Empirical Survival Jensen-Shannon Divergence as a Goodness-of-Fit Measure for Maximum Likelihood Estimation and Curve Fitting

The coefficient of determination, known as $R^2$, is commonly used as a goodness-of-fit criterion for fitting linear models. $R^2$ is somewhat controversial when fitting nonlinear models, although it may be generalised on a case-by-case basis to deal with specific models such as the logistic model. Assume we are fitting a parametric distribution to a data set using, say, the maximum likelihood estimation method. A general approach to measure the goodness-of-fit of the fitted parameters, which we advocate herein, is to use a nonparametric measure for model comparison between the raw data and the fitted model.
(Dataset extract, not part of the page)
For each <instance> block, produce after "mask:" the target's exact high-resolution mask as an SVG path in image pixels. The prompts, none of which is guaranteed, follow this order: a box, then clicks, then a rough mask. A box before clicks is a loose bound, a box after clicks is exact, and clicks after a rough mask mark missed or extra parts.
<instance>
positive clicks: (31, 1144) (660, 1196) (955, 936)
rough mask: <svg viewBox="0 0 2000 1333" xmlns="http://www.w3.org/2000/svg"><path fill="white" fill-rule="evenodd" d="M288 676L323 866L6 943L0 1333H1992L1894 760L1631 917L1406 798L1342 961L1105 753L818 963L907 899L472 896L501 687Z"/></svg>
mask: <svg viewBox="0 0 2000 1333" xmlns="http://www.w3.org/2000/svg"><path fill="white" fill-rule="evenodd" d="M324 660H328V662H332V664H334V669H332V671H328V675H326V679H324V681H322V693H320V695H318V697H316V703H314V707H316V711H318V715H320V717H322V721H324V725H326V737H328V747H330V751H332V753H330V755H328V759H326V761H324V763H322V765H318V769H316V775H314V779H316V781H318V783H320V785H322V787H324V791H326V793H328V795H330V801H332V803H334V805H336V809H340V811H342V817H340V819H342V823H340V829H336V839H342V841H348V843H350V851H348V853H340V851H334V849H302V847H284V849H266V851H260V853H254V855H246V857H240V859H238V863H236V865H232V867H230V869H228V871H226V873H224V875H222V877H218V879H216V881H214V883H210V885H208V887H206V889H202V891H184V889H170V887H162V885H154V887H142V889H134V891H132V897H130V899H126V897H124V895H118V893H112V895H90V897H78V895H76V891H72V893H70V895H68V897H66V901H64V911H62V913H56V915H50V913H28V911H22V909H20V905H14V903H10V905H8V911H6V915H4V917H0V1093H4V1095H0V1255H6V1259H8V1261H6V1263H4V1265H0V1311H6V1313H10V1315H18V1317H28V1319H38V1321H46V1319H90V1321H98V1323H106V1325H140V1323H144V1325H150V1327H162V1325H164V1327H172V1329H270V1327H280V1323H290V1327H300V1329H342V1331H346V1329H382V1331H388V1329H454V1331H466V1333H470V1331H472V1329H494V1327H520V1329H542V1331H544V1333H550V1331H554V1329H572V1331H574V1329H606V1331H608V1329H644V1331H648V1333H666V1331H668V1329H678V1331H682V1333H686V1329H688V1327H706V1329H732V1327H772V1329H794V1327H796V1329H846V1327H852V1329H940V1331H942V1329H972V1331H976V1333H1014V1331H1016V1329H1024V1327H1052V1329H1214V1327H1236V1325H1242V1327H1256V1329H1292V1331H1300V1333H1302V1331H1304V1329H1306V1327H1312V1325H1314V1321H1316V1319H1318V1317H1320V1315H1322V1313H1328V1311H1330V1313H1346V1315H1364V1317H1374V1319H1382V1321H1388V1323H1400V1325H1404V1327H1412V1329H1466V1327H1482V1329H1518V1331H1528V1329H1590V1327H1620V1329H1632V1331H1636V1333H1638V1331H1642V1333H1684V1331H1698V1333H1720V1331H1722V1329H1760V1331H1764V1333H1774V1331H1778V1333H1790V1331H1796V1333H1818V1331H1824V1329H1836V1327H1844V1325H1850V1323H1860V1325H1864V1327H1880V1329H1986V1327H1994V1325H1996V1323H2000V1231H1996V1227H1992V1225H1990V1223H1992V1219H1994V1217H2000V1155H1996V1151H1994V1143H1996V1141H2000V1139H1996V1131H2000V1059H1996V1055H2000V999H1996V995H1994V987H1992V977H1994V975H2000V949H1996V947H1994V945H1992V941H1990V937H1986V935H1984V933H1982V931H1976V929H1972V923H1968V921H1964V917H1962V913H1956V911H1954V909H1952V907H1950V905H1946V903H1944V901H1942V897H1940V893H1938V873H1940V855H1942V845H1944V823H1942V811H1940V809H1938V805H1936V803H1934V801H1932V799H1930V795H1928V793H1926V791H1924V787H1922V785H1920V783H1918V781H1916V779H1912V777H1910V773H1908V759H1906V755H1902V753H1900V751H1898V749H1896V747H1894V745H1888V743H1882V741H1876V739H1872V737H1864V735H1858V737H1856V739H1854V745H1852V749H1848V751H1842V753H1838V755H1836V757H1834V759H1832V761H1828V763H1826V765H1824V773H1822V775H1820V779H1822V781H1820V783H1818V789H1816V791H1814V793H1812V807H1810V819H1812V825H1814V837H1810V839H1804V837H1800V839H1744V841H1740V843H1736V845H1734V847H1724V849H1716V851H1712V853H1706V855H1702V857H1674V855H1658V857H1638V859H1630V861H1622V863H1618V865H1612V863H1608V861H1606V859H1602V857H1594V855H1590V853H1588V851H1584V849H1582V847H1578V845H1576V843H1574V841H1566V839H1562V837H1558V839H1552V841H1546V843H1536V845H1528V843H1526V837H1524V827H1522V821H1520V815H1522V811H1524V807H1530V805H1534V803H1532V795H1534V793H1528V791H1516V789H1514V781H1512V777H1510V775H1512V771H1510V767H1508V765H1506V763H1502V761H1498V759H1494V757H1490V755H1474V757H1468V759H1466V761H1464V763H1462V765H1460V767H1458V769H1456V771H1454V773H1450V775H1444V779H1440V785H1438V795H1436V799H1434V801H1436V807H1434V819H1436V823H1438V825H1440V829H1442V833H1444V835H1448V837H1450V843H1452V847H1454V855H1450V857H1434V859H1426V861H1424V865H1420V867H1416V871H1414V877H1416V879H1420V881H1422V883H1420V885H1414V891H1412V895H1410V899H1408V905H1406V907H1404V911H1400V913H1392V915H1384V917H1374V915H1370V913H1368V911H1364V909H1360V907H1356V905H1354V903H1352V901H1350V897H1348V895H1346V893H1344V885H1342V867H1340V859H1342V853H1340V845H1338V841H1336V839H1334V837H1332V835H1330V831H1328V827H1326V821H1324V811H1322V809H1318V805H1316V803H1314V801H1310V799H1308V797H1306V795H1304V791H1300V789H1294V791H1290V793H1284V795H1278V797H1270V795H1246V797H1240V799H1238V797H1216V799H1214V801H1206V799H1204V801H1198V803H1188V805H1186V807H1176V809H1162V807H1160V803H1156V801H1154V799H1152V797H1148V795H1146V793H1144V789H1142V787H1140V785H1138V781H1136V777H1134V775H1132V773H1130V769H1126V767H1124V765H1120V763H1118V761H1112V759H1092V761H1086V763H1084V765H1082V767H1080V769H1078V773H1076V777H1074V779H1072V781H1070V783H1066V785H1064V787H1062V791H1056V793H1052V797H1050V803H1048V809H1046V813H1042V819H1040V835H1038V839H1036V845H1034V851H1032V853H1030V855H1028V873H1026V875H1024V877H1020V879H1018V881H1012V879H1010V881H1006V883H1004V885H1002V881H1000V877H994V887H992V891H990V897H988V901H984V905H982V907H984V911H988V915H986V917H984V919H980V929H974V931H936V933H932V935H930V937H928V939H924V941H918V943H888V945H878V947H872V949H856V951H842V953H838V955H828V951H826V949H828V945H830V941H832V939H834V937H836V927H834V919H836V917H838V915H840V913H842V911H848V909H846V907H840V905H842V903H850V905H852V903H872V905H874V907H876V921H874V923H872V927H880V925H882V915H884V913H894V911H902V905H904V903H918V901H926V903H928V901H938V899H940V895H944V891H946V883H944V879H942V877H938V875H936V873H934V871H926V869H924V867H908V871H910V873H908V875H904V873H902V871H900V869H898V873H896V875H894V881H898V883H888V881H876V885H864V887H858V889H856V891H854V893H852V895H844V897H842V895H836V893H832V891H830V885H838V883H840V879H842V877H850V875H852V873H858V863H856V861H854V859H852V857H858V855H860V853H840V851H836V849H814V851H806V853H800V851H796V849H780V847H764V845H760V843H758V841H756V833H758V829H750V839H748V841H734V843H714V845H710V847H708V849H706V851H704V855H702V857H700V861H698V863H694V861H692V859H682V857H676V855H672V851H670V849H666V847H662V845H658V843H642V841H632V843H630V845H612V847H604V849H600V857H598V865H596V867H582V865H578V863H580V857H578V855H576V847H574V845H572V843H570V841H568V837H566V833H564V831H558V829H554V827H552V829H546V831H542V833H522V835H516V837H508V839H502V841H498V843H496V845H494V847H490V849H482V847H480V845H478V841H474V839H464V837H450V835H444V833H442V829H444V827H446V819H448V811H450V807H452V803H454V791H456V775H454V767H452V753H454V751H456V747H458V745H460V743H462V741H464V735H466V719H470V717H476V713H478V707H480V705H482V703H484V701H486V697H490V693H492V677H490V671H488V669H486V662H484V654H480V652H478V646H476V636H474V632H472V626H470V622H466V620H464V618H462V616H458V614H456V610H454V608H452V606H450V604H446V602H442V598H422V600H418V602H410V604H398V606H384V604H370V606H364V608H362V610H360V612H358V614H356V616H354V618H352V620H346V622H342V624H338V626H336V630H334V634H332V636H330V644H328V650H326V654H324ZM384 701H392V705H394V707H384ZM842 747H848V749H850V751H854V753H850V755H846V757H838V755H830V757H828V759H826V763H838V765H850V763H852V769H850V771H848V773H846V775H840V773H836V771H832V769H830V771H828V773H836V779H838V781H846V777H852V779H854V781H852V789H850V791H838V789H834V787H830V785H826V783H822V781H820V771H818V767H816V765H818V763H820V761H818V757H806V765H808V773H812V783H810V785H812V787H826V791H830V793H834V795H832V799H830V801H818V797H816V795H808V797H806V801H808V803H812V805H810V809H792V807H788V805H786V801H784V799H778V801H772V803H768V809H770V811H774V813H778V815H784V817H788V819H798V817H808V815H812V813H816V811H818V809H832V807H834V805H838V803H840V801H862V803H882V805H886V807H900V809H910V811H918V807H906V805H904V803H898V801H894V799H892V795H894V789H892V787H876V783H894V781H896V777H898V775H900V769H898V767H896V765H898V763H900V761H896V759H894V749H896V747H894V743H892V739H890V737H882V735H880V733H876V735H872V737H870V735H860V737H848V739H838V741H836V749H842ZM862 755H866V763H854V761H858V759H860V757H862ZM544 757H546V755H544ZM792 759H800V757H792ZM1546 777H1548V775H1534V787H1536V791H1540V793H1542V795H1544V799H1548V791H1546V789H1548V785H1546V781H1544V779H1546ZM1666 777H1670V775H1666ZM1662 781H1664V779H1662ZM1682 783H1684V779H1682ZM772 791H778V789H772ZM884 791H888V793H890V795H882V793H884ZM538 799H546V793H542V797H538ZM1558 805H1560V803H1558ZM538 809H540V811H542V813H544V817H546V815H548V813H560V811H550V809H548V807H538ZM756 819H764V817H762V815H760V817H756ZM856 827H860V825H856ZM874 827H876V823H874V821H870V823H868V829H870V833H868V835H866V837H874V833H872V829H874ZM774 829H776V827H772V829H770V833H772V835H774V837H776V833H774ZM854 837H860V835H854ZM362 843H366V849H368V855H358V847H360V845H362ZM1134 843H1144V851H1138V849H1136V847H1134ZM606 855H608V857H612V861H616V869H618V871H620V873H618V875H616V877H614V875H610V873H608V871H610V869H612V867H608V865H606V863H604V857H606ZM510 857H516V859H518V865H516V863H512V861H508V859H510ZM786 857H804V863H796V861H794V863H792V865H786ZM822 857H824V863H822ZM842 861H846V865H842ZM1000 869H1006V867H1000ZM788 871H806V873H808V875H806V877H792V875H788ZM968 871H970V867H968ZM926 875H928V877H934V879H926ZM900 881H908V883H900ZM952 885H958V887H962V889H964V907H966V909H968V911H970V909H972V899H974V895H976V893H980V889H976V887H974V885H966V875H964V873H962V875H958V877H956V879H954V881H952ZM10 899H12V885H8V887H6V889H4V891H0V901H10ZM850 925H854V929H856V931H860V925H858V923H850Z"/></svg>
In particular, for this purpose we put forward the {\em Survival Jensen-Shannon divergence} ($SJS$) and its empirical counterpart (${\cal E}SJS$) as a metric which is bounded, and is a natural generalisation of the Jensen-Shannon divergence. We demonstrate, via a straightforward procedure making use of the ${\cal E}SJS$, that it can be used as part of maximum likelihood estimation or curve fitting as a measure of goodness-of-fit, including the construction of a confidence interval for the fitted parametric distribution. Furthermore, we show the validity of the proposed method with simulated data, and three empirical data sets of interest to researchers in sociophysics and econophysics.